Seasonal and Diurnal Dynamics of Subglacial Channels: Observations Beneath an Alpine Glacier

Abstract

Abstract. Water flowing below glaciers exerts a major control on glacier basal sliding speeds. However, our knowledge on the physics of subglacial hydrology and its link with sliding is limited by lacking observations. Here we use a two-year long dataset made of on-ice measured seismic and in-situ measured glacier basal sliding speed records on the Glacier d’Argentiere (French Alps) to investigate the physics of subglacial channels and its potential link with glacier basal sliding. Using dedicated theory and concomitant measurements of water discharge, we quantify temporal changes in channels hydraulic radius and hydraulic pressure gradient. At seasonal timescales we observe, for the first time, that hydraulic radius and hydraulic pressure gradient present a four-fold increase from spring to summer, followed by a comparable decrease towards autumn. At low discharge during the early and late melt season channels respond to changes in discharge mainly through changes in hydraulic radius, a regime that is consistent with predictions of channels behaving at equilibrium. In contrast, at high discharge and high short-term water-supply variability (summertime), channels undergo strong changes in hydraulic pressure gradient, a behavior that is consistent with channels being out-of-equilibrium. This out-of-equilibrium regime is further supported by observations at the diurnal scale, which demonstrate that channels pressurize in the morning and depressurize in the afternoon.

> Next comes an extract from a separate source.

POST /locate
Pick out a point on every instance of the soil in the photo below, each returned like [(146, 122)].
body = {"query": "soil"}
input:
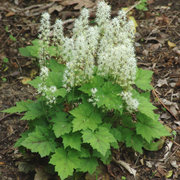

During summer we also observe high and sustained basal sliding speeds, supporting that the widespread inefficient drainage system (cavities) is likely pressurized concomitantly with the channel-system. We propose that pressurized channels help sustain high pressure in cavities (and therefore high glacier sliding speeds) through an efficient hydraulic connection between the two systems. Using the two regimes herein observed in channels seasonal-dynamics as constraints for subglacial hydrology/ice dynamics models may allow to strengthen our knowledge on the physics of subglacial processes.